1 large carrot diced
2 stalks celery diced
1 medium onion diced
3 cloves of garlic (add more if you like garlic) minced
1 28 oz can of crushed tomatoes
½ Tbsp Balsamic Vinegar
1 tsp Italian Seasoning
20 cracks fresh black pepper
½ tsp salt
½ tsp crushed red pepper (reduce to ¼ tsp if you want less heat, add more for more heat, or eliminate entirely
1/3 cup vodka
3/4 cup ½ & ½
¼ cup grated parmesan
2 Tbsp olive oil
Directions for Vodka Sauce
In a large pot or Dutch oven, heat the Olive oil over medium heat till it starts to shimmer. Add the carrot, celery, and onions and sauté until onions are translucent and carrot and celery have softened about 10 mins. Add garlic and heat till fragrant. Add the crushed tomatoes, balsamic vinegar, Italian seasoning, salt, pepper, & crushed red pepper. Simmer together for 20 minutes. Use an immersion blender to break down any large chunks of vegetables (or you can put it in a blender), or if you don’t mind chunks of veggies, then leave it be! Add vodka and simmer for 10 minutes more. Turn off the heat and add ¼ cup grated parmesan.
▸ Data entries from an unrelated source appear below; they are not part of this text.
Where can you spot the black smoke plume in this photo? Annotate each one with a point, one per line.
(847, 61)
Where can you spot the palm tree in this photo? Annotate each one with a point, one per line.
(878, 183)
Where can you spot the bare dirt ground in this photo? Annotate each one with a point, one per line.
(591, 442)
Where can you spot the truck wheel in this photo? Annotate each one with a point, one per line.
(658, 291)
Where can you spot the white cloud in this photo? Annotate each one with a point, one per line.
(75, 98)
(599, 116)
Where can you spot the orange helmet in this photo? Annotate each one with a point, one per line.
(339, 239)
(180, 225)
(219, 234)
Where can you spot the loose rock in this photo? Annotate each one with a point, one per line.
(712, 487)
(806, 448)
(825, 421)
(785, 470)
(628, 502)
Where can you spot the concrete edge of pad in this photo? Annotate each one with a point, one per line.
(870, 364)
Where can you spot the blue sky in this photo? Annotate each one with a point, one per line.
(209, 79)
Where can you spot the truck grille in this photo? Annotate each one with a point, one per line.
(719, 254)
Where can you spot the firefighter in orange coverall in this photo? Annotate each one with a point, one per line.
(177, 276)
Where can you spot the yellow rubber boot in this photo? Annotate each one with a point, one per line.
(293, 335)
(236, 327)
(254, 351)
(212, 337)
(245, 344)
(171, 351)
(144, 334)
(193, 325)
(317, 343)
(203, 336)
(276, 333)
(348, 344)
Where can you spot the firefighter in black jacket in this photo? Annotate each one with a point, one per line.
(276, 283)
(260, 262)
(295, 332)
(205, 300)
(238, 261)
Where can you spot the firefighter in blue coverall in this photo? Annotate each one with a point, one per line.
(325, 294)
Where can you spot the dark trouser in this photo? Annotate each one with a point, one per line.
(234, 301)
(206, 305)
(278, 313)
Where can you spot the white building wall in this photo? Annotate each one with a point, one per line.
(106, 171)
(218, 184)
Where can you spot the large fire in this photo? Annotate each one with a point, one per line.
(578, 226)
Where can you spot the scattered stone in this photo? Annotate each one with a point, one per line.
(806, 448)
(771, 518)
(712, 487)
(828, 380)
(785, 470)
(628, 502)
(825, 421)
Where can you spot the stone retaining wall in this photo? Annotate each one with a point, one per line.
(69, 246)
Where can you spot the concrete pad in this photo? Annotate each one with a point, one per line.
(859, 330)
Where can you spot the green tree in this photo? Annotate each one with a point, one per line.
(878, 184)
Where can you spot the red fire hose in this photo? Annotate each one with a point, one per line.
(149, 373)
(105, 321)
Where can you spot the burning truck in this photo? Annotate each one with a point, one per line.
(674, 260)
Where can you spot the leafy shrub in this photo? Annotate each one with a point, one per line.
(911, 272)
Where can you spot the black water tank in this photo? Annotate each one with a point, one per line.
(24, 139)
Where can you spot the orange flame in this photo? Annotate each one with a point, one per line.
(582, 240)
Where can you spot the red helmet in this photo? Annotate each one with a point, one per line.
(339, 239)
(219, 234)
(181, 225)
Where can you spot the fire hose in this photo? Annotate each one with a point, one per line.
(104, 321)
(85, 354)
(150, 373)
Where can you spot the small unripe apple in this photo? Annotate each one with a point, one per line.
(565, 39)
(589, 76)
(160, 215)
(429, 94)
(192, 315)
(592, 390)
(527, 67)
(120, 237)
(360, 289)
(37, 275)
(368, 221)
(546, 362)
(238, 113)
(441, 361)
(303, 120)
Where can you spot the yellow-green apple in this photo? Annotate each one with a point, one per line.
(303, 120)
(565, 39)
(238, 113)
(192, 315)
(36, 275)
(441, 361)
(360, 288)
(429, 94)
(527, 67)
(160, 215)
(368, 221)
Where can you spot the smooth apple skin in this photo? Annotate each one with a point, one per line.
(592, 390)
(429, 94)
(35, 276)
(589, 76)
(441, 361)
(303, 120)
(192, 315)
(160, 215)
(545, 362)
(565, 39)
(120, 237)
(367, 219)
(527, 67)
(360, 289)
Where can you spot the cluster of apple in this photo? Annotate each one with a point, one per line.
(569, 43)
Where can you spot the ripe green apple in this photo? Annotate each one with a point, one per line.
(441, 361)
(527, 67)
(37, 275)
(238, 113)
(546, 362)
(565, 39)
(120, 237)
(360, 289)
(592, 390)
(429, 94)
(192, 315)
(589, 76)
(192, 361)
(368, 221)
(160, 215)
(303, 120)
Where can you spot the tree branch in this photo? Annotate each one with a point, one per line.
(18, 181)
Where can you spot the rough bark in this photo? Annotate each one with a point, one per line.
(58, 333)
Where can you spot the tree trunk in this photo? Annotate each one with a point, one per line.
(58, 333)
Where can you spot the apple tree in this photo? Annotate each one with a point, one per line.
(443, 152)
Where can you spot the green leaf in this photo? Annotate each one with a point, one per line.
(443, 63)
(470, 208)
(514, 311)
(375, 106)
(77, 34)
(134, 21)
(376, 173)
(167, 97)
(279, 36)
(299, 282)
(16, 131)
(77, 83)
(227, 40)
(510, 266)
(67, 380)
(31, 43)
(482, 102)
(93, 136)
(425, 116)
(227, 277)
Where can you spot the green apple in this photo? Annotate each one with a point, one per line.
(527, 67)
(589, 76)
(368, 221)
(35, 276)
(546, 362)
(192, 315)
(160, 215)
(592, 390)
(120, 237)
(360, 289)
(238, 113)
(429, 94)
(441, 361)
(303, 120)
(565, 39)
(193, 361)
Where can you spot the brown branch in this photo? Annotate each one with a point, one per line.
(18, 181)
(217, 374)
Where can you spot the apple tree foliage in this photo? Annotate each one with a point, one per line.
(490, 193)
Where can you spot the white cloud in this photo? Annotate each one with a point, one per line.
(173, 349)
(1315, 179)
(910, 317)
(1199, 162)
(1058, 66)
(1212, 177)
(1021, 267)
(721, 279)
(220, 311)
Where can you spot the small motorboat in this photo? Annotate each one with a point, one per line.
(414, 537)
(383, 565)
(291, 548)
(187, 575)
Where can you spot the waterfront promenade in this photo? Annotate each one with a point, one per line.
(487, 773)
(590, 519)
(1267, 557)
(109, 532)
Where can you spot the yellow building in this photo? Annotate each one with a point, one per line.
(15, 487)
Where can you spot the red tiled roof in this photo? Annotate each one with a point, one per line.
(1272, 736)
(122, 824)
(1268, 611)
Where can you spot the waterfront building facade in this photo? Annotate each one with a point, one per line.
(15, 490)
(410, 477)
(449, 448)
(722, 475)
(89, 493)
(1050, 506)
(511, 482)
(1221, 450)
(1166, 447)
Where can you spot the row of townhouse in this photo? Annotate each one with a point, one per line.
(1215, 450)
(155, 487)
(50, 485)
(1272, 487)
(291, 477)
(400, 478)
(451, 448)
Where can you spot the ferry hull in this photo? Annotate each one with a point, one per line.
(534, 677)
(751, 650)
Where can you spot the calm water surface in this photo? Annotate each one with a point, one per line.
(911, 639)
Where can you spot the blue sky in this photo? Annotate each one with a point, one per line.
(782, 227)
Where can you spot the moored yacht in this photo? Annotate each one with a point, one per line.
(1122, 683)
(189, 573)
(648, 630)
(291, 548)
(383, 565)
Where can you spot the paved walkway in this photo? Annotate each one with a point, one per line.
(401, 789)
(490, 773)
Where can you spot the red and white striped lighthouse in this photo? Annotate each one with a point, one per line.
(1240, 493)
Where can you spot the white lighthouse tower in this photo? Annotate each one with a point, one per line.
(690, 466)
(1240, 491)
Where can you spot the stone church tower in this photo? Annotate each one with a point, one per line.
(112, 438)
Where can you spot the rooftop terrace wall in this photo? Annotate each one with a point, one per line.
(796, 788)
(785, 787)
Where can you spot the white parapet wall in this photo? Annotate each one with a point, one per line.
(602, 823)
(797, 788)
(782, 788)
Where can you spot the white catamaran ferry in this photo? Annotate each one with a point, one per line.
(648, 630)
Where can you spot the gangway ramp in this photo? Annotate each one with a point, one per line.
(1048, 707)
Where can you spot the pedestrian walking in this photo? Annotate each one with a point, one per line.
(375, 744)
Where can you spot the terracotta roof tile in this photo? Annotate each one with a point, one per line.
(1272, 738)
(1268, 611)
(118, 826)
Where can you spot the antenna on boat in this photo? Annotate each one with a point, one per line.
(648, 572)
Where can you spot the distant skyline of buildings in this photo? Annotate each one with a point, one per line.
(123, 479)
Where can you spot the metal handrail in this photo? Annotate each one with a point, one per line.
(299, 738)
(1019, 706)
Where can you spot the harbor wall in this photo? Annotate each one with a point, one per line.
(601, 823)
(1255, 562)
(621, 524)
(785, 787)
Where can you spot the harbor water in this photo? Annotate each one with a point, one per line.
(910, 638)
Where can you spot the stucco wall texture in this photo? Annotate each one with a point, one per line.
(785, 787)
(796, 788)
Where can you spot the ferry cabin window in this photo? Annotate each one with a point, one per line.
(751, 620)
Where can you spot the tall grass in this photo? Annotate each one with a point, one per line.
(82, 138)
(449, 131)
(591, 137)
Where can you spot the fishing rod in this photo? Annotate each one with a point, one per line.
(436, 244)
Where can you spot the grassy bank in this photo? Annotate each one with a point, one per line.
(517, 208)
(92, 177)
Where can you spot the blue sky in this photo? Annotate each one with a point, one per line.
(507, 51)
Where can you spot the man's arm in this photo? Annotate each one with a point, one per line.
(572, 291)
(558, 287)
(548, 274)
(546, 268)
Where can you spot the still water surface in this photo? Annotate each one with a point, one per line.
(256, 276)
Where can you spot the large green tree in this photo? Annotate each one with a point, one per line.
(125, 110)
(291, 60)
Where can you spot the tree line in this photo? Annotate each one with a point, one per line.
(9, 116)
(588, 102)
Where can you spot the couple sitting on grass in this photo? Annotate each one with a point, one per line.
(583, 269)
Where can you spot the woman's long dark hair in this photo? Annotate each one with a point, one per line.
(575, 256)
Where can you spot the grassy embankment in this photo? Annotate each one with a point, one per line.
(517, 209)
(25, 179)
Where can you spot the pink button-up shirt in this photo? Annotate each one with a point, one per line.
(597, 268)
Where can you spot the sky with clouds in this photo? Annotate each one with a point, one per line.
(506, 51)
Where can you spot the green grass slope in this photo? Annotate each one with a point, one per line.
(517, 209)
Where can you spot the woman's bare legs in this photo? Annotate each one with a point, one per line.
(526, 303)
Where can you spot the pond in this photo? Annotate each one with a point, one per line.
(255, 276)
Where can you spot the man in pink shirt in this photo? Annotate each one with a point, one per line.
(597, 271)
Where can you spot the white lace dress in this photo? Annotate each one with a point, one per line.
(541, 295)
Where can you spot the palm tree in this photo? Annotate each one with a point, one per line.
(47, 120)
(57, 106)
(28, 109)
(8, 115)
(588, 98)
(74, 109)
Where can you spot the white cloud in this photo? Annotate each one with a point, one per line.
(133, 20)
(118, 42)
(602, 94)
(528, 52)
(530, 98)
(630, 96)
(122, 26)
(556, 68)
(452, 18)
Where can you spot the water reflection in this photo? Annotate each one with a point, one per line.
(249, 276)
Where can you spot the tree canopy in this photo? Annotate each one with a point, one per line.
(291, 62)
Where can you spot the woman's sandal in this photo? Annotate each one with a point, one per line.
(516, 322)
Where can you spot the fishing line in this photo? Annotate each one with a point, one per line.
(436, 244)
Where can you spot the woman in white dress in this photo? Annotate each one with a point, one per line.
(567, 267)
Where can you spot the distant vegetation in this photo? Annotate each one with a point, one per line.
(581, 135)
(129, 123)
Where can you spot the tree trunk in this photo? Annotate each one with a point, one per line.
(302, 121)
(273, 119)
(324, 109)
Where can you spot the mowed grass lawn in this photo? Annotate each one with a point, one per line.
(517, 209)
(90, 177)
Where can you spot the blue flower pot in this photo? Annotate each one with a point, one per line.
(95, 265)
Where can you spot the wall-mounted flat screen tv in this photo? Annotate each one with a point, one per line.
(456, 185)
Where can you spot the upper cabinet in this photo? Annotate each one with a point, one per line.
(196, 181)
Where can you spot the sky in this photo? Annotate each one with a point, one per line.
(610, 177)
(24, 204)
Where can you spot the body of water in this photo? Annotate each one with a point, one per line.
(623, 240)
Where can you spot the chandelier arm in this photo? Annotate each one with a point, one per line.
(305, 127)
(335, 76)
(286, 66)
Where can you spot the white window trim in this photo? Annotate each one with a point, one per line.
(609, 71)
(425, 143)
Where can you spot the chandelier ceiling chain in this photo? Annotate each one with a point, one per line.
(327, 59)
Air Fryer Chicken Parmesan
1.5 pounds of boneless, skinless chicken breast, pounded to ½ inch thickness and cut into 6 pieces
½ cup seasoned bread crumbs
½ cup seasoned panko
½ tsp Italian Seasoning
¼ tsp garlic powder
¼ tsp onion powder
½ tsp kosher salt
15-20 cracks fresh black pepper
¼ tsp cayenne (optional)
1/8 cup grated parmesan
Canola Oil Spray
Instructions for Air Fryer Chicken Parmesan
Mix all the breading ingredients together in a shallow pan. Whisk the egg in a separate shallow pan. (I like to use pie plates for this). Dredge the chicken in the egg wash then in the bread crumb mixture. Set aside on a plate.
Preheat your air fryer to 400 degrees. Once heated, spray the breaded chicken with the canola oil spray (both sides before placing in the air fryer). Set the timer for 12 minutes, flip halfway through. (I did spritz mine again just a bit after I flipped them). Chicken is done when it reaches an internal temperature of 165 and is no longer pink.
Extra: 8 ounces of pasta of your choice, cook according to directions on box. We used mini lasagnas but you can use whatever pasta you enjoy! Top pasta with vodka sauce & air fryer chicken parmesan. Serve with a green side salad and enjoy!